My students drew me into another political argument. Eh. It happens. Lately, political debates bother me. They just show how good smart people are at rationalizing. The world is so complicated - the more I learn, the less clear anything gets. There are too many ideas and arguments to pick and choose from. How can I trust myself to know the truth about anything? And if everything I know is so shaky, what on earth am I doing teaching? I guess you just do your best. No one can impart perfect universal truths to their students. * AHEM * ... Except math teachers. Thank you.
Source: https://xkcd.com/263/

There is a widely accepted truth that learning in math is strictly hierarchical.

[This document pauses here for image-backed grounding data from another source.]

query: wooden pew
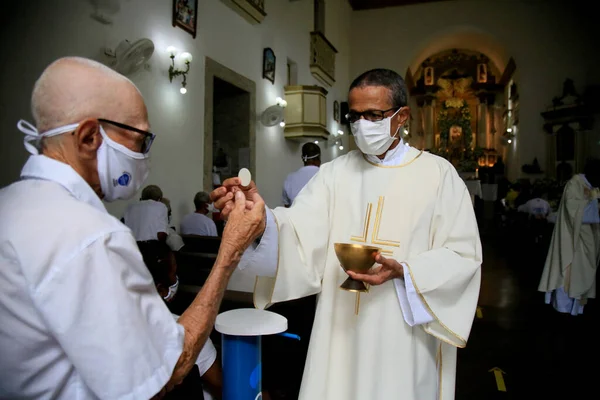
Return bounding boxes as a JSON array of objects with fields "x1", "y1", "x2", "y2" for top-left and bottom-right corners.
[
  {"x1": 174, "y1": 251, "x2": 216, "y2": 288},
  {"x1": 181, "y1": 234, "x2": 222, "y2": 254}
]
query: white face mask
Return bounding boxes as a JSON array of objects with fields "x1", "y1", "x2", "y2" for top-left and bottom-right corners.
[
  {"x1": 350, "y1": 108, "x2": 402, "y2": 155},
  {"x1": 17, "y1": 119, "x2": 150, "y2": 202}
]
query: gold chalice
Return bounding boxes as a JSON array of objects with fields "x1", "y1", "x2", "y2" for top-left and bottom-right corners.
[{"x1": 334, "y1": 243, "x2": 381, "y2": 315}]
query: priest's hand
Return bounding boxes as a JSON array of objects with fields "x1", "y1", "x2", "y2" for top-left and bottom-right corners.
[{"x1": 346, "y1": 253, "x2": 404, "y2": 286}]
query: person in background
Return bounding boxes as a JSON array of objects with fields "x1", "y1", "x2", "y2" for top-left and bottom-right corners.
[
  {"x1": 161, "y1": 197, "x2": 186, "y2": 252},
  {"x1": 282, "y1": 142, "x2": 321, "y2": 207},
  {"x1": 539, "y1": 158, "x2": 600, "y2": 315},
  {"x1": 124, "y1": 184, "x2": 169, "y2": 242},
  {"x1": 138, "y1": 240, "x2": 221, "y2": 400},
  {"x1": 518, "y1": 188, "x2": 551, "y2": 219},
  {"x1": 517, "y1": 188, "x2": 551, "y2": 244},
  {"x1": 504, "y1": 182, "x2": 521, "y2": 210},
  {"x1": 181, "y1": 191, "x2": 218, "y2": 236},
  {"x1": 0, "y1": 56, "x2": 265, "y2": 399}
]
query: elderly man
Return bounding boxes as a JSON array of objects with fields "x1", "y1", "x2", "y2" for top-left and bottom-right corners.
[
  {"x1": 0, "y1": 57, "x2": 265, "y2": 399},
  {"x1": 282, "y1": 142, "x2": 321, "y2": 207},
  {"x1": 180, "y1": 191, "x2": 218, "y2": 237},
  {"x1": 124, "y1": 184, "x2": 169, "y2": 242},
  {"x1": 212, "y1": 69, "x2": 482, "y2": 400}
]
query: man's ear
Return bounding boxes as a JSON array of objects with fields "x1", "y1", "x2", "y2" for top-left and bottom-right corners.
[
  {"x1": 396, "y1": 106, "x2": 411, "y2": 126},
  {"x1": 74, "y1": 118, "x2": 102, "y2": 161}
]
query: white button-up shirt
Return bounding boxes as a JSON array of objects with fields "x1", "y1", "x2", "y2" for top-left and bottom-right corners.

Before children can learn how to factor polynomials, they have to first learn how to factor whole numbers. Before they can learn how to classify polygons, they have to learn what all the different types of triangles are. But this idea is false.

It is true that one will find factoring the polynomial x2+8x + 12 easier and faster to do if one knows the factors of 12 are 1, 2, 3, 4, 6, and 12. We might be able to say that knowing how to factor 12 is a prerequisite for factoring the polynomial x2+8x + 12. This is a much narrower version of hierarchical knowledge structure where with careful curriculum design one can deliberately select numbers for factoring polynomials that are known (or at least likely to be known) to students. It is well established that there are some multiplication facts that students find easier than others; if we restrict ourselves to only using the factorizations that children are more likely to be familiar with, then at least when introducing the idea of factoring polynomials, we offer a greater variety of children access to the ideas.

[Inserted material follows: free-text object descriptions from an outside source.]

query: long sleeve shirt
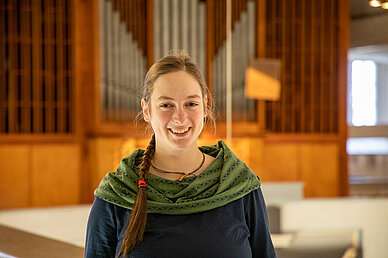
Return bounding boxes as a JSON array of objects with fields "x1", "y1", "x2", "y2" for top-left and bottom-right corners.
[{"x1": 85, "y1": 188, "x2": 276, "y2": 258}]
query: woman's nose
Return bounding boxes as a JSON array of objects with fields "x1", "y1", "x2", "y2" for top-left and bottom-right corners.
[{"x1": 172, "y1": 107, "x2": 188, "y2": 123}]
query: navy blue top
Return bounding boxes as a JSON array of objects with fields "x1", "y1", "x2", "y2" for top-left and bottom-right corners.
[{"x1": 85, "y1": 188, "x2": 276, "y2": 258}]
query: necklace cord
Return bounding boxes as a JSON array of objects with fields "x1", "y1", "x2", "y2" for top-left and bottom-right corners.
[{"x1": 151, "y1": 152, "x2": 205, "y2": 180}]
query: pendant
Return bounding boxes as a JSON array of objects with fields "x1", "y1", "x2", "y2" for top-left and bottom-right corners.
[{"x1": 178, "y1": 174, "x2": 187, "y2": 181}]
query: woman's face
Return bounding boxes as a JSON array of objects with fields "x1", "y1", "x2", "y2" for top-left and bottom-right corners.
[{"x1": 142, "y1": 71, "x2": 207, "y2": 151}]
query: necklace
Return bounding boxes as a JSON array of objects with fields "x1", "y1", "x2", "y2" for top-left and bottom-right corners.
[{"x1": 151, "y1": 152, "x2": 206, "y2": 181}]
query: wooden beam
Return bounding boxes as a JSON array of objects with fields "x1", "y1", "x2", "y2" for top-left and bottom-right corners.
[
  {"x1": 7, "y1": 2, "x2": 16, "y2": 133},
  {"x1": 146, "y1": 0, "x2": 154, "y2": 67},
  {"x1": 206, "y1": 0, "x2": 214, "y2": 92},
  {"x1": 256, "y1": 0, "x2": 266, "y2": 133},
  {"x1": 32, "y1": 0, "x2": 43, "y2": 134},
  {"x1": 264, "y1": 133, "x2": 340, "y2": 143},
  {"x1": 57, "y1": 0, "x2": 65, "y2": 133},
  {"x1": 301, "y1": 0, "x2": 306, "y2": 132},
  {"x1": 0, "y1": 134, "x2": 76, "y2": 144},
  {"x1": 73, "y1": 0, "x2": 98, "y2": 203},
  {"x1": 338, "y1": 0, "x2": 349, "y2": 196}
]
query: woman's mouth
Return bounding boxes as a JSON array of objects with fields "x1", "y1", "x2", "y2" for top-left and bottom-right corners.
[{"x1": 169, "y1": 127, "x2": 191, "y2": 136}]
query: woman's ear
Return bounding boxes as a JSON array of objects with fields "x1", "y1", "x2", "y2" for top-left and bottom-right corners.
[{"x1": 141, "y1": 99, "x2": 150, "y2": 122}]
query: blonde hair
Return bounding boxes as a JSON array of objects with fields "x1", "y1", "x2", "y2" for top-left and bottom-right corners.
[{"x1": 118, "y1": 53, "x2": 215, "y2": 256}]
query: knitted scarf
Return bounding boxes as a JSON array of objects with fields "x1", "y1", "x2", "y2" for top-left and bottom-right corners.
[{"x1": 94, "y1": 140, "x2": 260, "y2": 215}]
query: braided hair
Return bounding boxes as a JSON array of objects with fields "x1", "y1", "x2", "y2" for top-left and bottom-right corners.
[{"x1": 117, "y1": 135, "x2": 155, "y2": 257}]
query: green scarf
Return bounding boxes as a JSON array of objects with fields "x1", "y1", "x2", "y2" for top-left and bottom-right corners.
[{"x1": 95, "y1": 140, "x2": 260, "y2": 215}]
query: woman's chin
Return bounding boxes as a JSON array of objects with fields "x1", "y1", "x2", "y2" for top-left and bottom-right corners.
[
  {"x1": 167, "y1": 132, "x2": 197, "y2": 150},
  {"x1": 169, "y1": 139, "x2": 194, "y2": 150}
]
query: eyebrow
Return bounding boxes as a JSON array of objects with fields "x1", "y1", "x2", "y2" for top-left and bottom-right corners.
[{"x1": 156, "y1": 95, "x2": 201, "y2": 101}]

But it is also possible to continue to teach students how factor numbers while teaching them how to factor polynomials. First, we remember that it is likely that if a child reaches our classroom and does not know some idea from a previous year, they have unfinished or incomplete learning, not unstarted learning. We don’t need to introduce the idea from scratch; we can probably rely on relearning opportunities instead. Next, we can and should always embed opportunities for learning prior ideas in our teaching since students always come to us with varied understanding. This does not mean having the different goals for different students, rather that we know our aim is to reduce variance in student understanding and build a community of learners in doing so. (Aside: An excellent tool for supporting incomplete learning are the instructional routines described by Routines for Reasoning and the fine folks at the Teacher Education by Design project.)